Bij de huidige stand van zaken kan de kantonrechter echter niet vaststellen dat, en zo ja tot welk bedrag, door betrokkene daadwerkelijk schade is geleden door het slechte bewind van [naam 1]. Betrokkene heeft immers verklaard dat hij zelf – bewust –het geld heeft uitgegeven en dat een deel van de letselschadeuitkering mogelijk nog terug kan komen door de verkoop van zijn ondernemingen. Het gaat hier verder om een bewind dat beperkt is tot het bedrag van de schadevergoeding en niet over alle goederen van betrokkene. Ten tijde van het instellen van het bewind werd betrokkene dus wel in staat geacht om zijn (dagelijkse) financiën zelf te beheren. De kantonrechter zal in deze beschikking dan ook volstaan met de constatering dat de voormalig bewindvoerder [naam 1] jegens betrokkene is tekortgeschoten in de zorg die van een goed bewindvoerder ten aanzien van het (financiële) bewind mag worden verwacht.
Ten aanzien van het verzoek van de huidige bewindvoerder
De huidige bewindvoerder heeft aangegeven dat hij bereid is om samen met betrokkene te onderzoeken of het mogelijk is afspraken te maken over de financiële afwikkeling van de verkoop van de bedrijven. Daarna zal hij de kantonrechter laten weten of hij het verzoek om opheffing handhaaft.
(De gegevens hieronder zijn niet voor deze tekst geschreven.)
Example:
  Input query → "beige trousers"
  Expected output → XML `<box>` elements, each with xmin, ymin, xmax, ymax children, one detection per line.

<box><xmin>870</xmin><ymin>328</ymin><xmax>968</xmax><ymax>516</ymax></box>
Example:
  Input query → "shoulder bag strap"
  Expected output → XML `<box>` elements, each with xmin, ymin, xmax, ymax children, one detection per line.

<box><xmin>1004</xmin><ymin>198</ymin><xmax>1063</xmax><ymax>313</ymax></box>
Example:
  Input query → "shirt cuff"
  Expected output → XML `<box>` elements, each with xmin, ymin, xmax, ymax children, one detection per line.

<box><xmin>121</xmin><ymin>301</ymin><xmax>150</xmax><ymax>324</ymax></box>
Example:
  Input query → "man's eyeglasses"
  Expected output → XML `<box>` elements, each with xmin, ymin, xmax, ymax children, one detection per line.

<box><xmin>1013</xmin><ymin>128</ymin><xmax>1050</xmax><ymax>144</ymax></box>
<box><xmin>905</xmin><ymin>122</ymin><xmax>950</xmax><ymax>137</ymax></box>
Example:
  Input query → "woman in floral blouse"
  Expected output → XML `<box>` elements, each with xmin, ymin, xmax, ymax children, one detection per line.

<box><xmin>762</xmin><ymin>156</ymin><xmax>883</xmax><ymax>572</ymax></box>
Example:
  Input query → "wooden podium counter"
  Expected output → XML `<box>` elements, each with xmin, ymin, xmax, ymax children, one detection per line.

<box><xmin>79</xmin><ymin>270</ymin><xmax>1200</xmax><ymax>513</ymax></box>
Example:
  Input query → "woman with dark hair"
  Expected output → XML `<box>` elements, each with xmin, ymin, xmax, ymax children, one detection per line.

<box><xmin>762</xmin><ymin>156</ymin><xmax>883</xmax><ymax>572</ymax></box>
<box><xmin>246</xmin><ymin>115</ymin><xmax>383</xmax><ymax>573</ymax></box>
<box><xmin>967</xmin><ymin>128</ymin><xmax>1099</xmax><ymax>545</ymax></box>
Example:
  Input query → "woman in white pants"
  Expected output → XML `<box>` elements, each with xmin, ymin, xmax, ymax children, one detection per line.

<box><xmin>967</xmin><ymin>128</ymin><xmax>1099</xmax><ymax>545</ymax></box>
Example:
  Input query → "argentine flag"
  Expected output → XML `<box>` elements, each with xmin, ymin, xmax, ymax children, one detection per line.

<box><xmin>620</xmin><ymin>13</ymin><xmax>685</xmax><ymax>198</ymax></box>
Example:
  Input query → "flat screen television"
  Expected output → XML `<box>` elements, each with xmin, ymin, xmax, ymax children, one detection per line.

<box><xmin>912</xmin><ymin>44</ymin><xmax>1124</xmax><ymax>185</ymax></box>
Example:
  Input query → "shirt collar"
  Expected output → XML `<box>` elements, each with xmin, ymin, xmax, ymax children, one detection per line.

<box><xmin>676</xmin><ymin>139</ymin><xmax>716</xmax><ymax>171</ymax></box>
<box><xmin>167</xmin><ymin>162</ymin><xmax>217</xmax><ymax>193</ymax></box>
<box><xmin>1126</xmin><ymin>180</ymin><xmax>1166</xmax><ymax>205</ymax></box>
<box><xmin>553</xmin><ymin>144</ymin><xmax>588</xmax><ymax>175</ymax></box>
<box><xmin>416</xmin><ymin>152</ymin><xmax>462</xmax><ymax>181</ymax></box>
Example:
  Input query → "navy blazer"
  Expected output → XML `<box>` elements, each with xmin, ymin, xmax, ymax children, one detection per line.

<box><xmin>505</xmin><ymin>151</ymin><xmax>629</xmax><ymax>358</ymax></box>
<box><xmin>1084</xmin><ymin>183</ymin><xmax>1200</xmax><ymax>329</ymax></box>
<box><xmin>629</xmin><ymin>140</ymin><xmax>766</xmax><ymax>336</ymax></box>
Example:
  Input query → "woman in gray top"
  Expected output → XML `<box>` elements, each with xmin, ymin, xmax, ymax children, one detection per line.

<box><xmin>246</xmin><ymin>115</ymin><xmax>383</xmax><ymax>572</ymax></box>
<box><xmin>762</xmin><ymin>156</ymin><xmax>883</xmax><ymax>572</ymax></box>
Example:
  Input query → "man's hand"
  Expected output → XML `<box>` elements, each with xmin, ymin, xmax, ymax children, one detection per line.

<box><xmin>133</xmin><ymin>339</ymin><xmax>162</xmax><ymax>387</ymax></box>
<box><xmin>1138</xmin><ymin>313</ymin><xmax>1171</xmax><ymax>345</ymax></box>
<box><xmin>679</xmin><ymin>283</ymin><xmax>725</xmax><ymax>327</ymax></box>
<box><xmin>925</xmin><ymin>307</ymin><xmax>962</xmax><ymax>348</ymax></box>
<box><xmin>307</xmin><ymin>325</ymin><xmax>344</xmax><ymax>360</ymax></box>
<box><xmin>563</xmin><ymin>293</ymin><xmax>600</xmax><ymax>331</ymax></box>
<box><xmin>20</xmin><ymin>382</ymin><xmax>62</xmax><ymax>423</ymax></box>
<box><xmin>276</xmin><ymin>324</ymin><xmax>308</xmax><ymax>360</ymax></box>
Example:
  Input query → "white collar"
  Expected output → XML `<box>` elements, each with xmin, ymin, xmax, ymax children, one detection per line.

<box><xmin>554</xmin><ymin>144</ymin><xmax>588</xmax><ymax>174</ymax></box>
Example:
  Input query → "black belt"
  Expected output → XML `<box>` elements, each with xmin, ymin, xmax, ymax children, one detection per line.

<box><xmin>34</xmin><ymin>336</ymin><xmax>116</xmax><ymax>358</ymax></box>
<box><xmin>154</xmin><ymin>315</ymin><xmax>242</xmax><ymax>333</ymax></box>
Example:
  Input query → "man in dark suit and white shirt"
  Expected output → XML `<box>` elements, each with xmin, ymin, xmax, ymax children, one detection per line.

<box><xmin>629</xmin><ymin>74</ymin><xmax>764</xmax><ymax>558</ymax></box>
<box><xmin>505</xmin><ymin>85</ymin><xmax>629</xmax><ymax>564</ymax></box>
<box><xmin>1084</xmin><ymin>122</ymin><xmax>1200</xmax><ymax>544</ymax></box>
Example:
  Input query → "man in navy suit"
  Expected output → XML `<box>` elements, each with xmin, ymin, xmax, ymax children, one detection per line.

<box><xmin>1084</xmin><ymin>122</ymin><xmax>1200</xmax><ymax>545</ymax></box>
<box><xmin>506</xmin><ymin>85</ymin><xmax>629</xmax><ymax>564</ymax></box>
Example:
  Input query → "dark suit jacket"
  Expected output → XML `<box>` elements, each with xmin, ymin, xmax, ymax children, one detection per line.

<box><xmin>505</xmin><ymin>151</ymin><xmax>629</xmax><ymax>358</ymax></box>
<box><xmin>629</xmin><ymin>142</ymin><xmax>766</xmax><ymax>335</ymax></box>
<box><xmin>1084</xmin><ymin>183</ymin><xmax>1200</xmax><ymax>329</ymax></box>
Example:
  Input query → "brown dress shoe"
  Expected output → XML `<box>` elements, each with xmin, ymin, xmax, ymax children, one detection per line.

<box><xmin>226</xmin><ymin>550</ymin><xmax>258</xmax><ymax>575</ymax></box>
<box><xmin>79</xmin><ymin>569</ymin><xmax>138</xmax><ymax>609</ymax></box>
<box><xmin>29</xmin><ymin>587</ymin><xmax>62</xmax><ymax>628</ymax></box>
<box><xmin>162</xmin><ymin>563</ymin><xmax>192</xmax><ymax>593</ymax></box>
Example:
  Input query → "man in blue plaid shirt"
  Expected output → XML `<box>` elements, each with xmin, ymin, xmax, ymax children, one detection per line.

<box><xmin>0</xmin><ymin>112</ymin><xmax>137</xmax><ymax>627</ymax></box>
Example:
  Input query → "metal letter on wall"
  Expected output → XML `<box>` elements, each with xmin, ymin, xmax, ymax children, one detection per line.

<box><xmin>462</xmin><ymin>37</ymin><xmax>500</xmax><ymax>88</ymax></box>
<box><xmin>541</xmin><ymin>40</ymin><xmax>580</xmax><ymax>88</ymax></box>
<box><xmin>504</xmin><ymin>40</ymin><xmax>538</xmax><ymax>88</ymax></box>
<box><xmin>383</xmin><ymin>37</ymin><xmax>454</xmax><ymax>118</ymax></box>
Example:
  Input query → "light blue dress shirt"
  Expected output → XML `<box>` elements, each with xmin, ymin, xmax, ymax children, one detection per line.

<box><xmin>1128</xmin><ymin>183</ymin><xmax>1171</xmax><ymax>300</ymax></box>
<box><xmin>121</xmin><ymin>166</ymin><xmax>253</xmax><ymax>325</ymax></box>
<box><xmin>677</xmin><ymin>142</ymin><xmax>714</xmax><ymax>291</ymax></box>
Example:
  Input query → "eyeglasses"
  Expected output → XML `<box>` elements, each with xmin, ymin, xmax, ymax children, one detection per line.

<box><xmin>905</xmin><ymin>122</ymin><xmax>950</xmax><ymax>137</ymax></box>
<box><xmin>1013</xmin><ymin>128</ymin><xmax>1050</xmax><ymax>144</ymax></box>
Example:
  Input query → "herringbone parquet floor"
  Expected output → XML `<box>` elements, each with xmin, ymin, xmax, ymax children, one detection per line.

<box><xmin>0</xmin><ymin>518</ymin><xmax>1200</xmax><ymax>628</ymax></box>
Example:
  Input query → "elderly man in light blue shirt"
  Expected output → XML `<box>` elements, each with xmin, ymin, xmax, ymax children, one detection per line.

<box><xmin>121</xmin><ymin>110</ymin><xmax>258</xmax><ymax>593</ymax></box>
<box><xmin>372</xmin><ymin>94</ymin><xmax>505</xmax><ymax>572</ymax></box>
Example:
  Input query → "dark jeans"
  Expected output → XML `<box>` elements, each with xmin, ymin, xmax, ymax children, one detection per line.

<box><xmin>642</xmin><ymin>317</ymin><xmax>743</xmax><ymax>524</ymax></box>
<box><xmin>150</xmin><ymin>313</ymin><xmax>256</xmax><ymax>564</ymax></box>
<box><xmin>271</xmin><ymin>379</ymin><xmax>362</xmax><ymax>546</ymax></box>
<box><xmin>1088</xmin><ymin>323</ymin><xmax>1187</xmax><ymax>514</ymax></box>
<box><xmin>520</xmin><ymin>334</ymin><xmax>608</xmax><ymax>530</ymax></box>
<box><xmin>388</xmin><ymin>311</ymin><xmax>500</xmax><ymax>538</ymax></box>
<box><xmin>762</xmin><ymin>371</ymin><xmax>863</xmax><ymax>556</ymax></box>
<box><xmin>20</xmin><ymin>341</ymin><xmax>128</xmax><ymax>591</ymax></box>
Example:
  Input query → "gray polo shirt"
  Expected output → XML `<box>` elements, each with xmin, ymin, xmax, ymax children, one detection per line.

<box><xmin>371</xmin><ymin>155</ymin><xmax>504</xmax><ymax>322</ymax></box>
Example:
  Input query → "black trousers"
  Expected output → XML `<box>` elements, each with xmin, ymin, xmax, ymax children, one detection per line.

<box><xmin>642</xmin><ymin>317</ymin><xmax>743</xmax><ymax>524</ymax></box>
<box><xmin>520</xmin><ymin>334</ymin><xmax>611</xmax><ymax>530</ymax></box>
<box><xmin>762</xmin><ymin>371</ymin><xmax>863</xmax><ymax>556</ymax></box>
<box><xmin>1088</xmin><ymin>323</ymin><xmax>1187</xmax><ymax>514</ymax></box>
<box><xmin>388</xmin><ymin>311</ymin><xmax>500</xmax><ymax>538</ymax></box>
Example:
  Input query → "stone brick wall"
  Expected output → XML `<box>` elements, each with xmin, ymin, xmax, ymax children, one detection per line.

De kantonrechter zal dat verzoek daarom gedurende zes maanden aanhouden.

Beslissing

De kantonrechter:
stelt vast dat de voormalige bewindvoerder, H. [naam 1], in de zorg van een goed bewindvoerder jegens betrokkene tekort is geschoten;
houdt het verzoek om opheffing van het bewind voor een periode van zes maanden aan;
bepaalt dat de bewindvoerder uiterlijk op 15 mei 2024 aan de kantonrechter dient te berichten of hij het verzoek om opheffing wenst te handhaven;
houdt iedere verdere beslissing aan.
Deze beschikking is gegeven door mr. C.J. Frikkee en uitgesproken ter openbare terechtzitting.
884
Ingevolge het bepaalde in artikel 806 Wetboek van Burgerlijke Rechtsvordering kan van een beschikking hoger beroep worden ingesteld:
• door de verzoeker en degenen aan wie een afschrift van de beschikking is verstrekt of verzonden, binnen drie maanden na de dag van de uitspraak;
• door andere belanghebbenden binnen drie maanden na de betekening daarvan of nadat de beschikking hun op andere wijze bekend is geworden.